From: Eric Dumazet <edumazet@google.com>
Date: Thu, 10 Oct 2019 20:17:46 -0700
Subject: tcp: annotate sk->sk_wmem_queued lockless reads
Patch-mainline: v5.4-rc4
Git-commit: ab4e846a82d0ae00176de19f2db3c5c64f8eb5f2
References: bsc#1154353
For the sake of tcp_poll(), there are few places where we fetch
sk->sk_wmem_queued while this field can change from IRQ or other cpu.

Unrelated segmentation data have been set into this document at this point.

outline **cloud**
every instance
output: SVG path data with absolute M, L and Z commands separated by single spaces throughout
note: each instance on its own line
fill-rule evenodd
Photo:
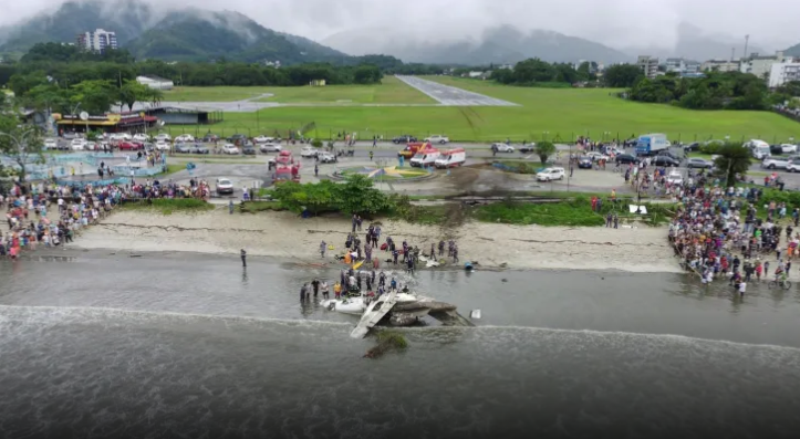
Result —
M 113 8 L 117 1 L 106 1 Z M 128 0 L 129 1 L 129 0 Z M 800 2 L 787 0 L 143 0 L 156 7 L 235 10 L 264 27 L 323 40 L 357 27 L 402 29 L 409 39 L 478 38 L 486 28 L 513 25 L 582 36 L 612 46 L 674 46 L 680 22 L 708 34 L 782 48 L 800 42 Z M 58 0 L 0 0 L 0 25 Z

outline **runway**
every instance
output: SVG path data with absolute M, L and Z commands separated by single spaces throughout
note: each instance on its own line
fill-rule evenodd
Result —
M 512 102 L 468 92 L 463 88 L 439 84 L 416 76 L 396 76 L 409 86 L 425 93 L 446 106 L 519 106 Z

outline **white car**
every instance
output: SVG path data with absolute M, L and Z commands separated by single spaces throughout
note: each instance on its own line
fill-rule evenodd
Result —
M 320 163 L 336 163 L 339 159 L 336 159 L 336 155 L 331 154 L 329 151 L 320 151 L 316 157 L 320 158 Z
M 786 169 L 789 167 L 789 160 L 786 158 L 767 157 L 761 161 L 761 167 L 765 169 Z
M 274 137 L 267 137 L 267 136 L 258 136 L 252 139 L 257 144 L 271 144 L 276 142 Z
M 449 143 L 450 139 L 449 139 L 447 136 L 441 136 L 441 135 L 438 135 L 438 134 L 434 134 L 433 136 L 426 138 L 425 142 L 430 143 L 430 144 L 441 144 L 441 145 L 444 145 L 444 144 Z
M 222 154 L 239 154 L 239 148 L 236 147 L 233 144 L 225 144 L 222 146 Z
M 492 144 L 491 148 L 497 149 L 498 153 L 513 153 L 515 151 L 513 146 L 506 145 L 506 144 Z
M 537 181 L 552 181 L 564 178 L 564 168 L 547 168 L 537 174 Z
M 108 140 L 123 140 L 131 142 L 133 137 L 127 133 L 112 133 L 108 135 Z
M 316 157 L 316 148 L 313 146 L 304 146 L 303 149 L 300 150 L 300 157 Z
M 782 144 L 780 146 L 780 149 L 783 154 L 794 154 L 794 153 L 797 153 L 797 145 Z
M 82 138 L 74 138 L 70 143 L 70 149 L 72 150 L 84 150 L 86 149 L 86 140 Z
M 227 178 L 220 178 L 217 180 L 217 194 L 233 194 L 233 182 Z
M 600 160 L 606 160 L 606 161 L 607 161 L 607 160 L 609 160 L 609 156 L 606 156 L 605 154 L 601 154 L 601 153 L 594 151 L 594 150 L 593 150 L 593 151 L 590 151 L 590 153 L 586 153 L 586 157 L 590 157 L 590 158 L 592 159 L 592 161 L 600 161 Z
M 683 184 L 684 184 L 684 177 L 680 175 L 679 171 L 673 170 L 673 171 L 669 173 L 669 175 L 667 176 L 667 181 L 671 182 L 671 184 L 673 184 L 673 185 L 683 185 Z
M 261 153 L 280 153 L 281 146 L 278 144 L 263 144 L 259 147 Z

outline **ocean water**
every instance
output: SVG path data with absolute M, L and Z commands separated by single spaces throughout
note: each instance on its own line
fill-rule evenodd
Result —
M 422 272 L 476 327 L 299 301 L 331 270 L 98 253 L 0 263 L 0 437 L 794 437 L 797 291 L 675 274 Z M 505 281 L 503 281 L 505 280 Z

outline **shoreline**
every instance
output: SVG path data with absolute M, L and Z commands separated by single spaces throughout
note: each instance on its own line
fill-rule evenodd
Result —
M 460 262 L 444 268 L 461 269 L 465 261 L 477 261 L 479 270 L 614 270 L 653 273 L 684 271 L 675 262 L 666 228 L 609 229 L 581 227 L 510 226 L 466 222 L 458 227 L 411 224 L 382 219 L 381 240 L 391 236 L 407 240 L 427 252 L 432 242 L 454 239 Z M 333 260 L 344 245 L 350 219 L 323 217 L 301 220 L 289 212 L 229 215 L 217 208 L 199 213 L 163 216 L 147 211 L 115 211 L 84 230 L 70 244 L 73 250 L 104 250 L 128 253 L 200 253 L 269 258 L 278 263 L 321 264 L 341 268 Z M 364 229 L 368 222 L 364 223 Z M 359 234 L 365 231 L 357 232 Z M 325 259 L 319 255 L 320 241 L 334 245 Z M 67 252 L 73 253 L 73 251 Z M 54 251 L 61 253 L 61 251 Z M 38 252 L 39 253 L 39 252 Z M 31 254 L 32 255 L 32 254 Z M 45 255 L 42 253 L 42 255 Z M 58 255 L 58 254 L 53 254 Z M 66 255 L 66 254 L 64 254 Z M 373 251 L 381 266 L 387 252 Z M 397 265 L 399 269 L 401 265 Z M 419 270 L 432 270 L 420 268 Z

We need to add READ_ONCE() annotations, and also make sure write
sides use corresponding WRITE_ONCE() to avoid store-tearing.
sk_wmem_queued_add() helper is added so that we can in
the future convert to ADD_ONCE() or equivalent if/when
available.
Signed-off-by: Eric Dumazet <edumazet@google.com>
Signed-off-by: David S. Miller <davem@davemloft.net>
Acked-by: Thomas Bogendoerfer <tbogendoerfer@suse.de>
---
include/net/sock.h | 15 ++++++++++-----
include/trace/events/sock.h | 2 +-
net/core/datagram.c | 2 +-
net/core/sock.c | 2 +-
net/ipv4/inet_diag.c | 2 +-
net/ipv4/tcp.c | 4 ++--
net/ipv4/tcp_output.c | 14 +++++++-------
net/sched/em_meta.c | 2 +-
8 files changed, 24 insertions(+), 19 deletions(-)
--- a/include/net/sock.h
+++ b/include/net/sock.h
@@ -878,12 +878,17 @@ static inline bool sk_acceptq_is_full(co
*/
static inline int sk_stream_min_wspace(const struct sock *sk)
{
- return sk->sk_wmem_queued >> 1;
+ return READ_ONCE(sk->sk_wmem_queued) >> 1;
}
static inline int sk_stream_wspace(const struct sock *sk)
{
- return READ_ONCE(sk->sk_sndbuf) - sk->sk_wmem_queued;
+ return READ_ONCE(sk->sk_sndbuf) - READ_ONCE(sk->sk_wmem_queued);
+}
+
+static inline void sk_wmem_queued_add(struct sock *sk, int val)
+{
+ WRITE_ONCE(sk->sk_wmem_queued, sk->sk_wmem_queued + val);
}
void sk_stream_write_space(struct sock *sk);
@@ -1207,7 +1212,7 @@ static inline void sk_refcnt_debug_relea
static inline bool __sk_stream_memory_free(const struct sock *sk, int wake)
{
- if (sk->sk_wmem_queued >= READ_ONCE(sk->sk_sndbuf))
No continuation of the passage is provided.